Treatment of malignant otitis externa can be complex. Antibiotic therapy is the mainstay of treatment and must continue until there are clear signs of resolution of the osteomyelitis. The fluoroquinolone class of antibiotics represents a convenient oral group of medicines that could achieve adequate tissue levels to treat malignant otitis externa; however, resistance is possible. We recommend consultation with an infectious disease specialist in some cases. There has been significant debate over the years as to the role of debridement of granulation tissue. Some argue for limited and relatively gentle cleaning of the external ear, whereas others argue for aggressive debridement, to include an operative procedure. Perhaps the most rational approach is early debridement concomitant with appropriate antibiotic therapy, allowing the disease progression to guide treatment.

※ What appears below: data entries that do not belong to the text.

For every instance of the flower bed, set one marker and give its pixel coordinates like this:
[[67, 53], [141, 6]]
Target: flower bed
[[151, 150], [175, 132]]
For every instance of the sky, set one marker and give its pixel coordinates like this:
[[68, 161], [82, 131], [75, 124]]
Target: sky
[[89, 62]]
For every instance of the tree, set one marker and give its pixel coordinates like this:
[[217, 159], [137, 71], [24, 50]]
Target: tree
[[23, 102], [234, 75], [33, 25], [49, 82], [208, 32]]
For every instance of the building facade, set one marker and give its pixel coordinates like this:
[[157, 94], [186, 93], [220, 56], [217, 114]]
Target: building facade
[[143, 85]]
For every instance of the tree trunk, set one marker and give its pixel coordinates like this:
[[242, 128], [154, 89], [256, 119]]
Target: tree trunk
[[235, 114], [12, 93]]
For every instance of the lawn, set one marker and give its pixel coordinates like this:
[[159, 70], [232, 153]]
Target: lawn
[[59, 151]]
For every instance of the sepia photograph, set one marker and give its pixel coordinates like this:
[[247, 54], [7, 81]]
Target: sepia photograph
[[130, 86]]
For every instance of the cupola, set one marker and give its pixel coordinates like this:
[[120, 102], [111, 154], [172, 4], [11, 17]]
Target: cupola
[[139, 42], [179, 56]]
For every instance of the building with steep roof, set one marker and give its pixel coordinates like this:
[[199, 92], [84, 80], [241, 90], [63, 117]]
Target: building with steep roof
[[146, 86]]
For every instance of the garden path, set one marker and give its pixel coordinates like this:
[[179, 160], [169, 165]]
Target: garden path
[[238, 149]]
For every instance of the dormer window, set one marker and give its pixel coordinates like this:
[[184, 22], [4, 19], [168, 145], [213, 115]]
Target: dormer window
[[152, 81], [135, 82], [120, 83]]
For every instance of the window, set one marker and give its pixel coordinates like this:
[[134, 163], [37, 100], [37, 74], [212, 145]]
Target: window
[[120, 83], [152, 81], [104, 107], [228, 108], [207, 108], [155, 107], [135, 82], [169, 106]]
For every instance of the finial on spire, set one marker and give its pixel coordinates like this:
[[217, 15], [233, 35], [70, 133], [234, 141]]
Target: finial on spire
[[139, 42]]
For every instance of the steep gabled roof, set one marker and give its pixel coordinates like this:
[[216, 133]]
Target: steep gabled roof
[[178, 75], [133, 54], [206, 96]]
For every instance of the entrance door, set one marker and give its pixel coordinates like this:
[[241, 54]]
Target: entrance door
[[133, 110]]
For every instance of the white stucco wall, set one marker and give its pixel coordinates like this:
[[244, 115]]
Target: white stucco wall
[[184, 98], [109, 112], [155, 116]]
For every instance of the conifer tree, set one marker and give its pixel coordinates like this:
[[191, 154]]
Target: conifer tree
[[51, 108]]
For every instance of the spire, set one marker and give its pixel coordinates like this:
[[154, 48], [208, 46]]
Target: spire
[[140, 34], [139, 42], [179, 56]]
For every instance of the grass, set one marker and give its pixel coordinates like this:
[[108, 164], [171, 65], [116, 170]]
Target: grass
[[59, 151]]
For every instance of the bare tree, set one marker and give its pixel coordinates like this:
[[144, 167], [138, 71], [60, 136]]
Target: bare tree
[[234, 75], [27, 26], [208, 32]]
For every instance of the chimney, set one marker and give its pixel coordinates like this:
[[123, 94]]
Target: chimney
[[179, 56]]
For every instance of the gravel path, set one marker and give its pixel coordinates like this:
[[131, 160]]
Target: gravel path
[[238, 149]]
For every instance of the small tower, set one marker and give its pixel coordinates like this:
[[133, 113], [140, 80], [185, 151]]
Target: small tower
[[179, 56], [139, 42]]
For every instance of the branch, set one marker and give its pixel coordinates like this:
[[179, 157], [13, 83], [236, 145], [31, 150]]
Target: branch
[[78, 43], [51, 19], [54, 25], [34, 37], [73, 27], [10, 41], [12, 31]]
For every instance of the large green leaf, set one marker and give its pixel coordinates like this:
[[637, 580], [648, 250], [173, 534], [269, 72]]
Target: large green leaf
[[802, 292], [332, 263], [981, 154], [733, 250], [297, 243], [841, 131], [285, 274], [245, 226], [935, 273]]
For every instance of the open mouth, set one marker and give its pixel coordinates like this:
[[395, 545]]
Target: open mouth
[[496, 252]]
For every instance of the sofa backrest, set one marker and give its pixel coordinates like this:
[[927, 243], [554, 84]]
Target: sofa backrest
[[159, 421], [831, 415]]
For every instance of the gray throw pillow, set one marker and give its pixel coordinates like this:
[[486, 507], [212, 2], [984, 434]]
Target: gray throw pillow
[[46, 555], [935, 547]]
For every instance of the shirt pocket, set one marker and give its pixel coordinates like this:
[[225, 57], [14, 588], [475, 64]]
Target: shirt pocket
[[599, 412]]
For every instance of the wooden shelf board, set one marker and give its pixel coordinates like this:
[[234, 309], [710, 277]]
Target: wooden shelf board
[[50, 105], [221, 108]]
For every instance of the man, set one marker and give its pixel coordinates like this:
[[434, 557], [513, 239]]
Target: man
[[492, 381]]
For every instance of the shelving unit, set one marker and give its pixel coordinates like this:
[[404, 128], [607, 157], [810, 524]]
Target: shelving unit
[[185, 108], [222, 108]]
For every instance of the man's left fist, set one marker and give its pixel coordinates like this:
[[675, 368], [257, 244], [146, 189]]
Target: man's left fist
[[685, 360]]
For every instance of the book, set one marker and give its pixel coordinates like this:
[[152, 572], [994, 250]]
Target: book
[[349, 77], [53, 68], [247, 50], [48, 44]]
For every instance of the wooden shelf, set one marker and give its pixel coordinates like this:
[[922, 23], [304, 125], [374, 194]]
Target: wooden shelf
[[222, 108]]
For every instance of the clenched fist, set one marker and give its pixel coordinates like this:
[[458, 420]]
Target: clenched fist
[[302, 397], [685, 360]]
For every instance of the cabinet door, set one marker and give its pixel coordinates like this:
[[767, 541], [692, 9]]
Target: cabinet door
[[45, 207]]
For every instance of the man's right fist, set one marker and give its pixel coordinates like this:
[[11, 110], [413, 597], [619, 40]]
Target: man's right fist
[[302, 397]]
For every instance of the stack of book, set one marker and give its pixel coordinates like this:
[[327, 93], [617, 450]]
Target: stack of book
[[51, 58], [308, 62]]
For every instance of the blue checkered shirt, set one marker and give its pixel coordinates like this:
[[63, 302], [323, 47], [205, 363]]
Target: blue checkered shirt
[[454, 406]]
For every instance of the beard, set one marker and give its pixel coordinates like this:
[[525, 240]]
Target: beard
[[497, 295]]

Malignant otitis externa is not the only disorder unique to immunocompromised patients such as those infected with HIV or those receiving chemotherapy. These individuals are especially likely to manifest aural discharge from a host of common and noncommon infectious agents. In this group of individuals, the practitioner must be especially vigilant to discover the pathologic agent, as well as to rule out the possibility of a malignant otitis externa. In HIV patients in particular, Pneumocystis carinii-infected aural polyps can occur and drain in the external canal (15). Fungal disease can be particularly aggressive in this group of patients. Invasive fungal disorders, while much more common in the sinuses, can also affect the ear and mastoid (16). Aggressive surgical treatment combined with systemic antifungal therapy is necessary in this group of individuals.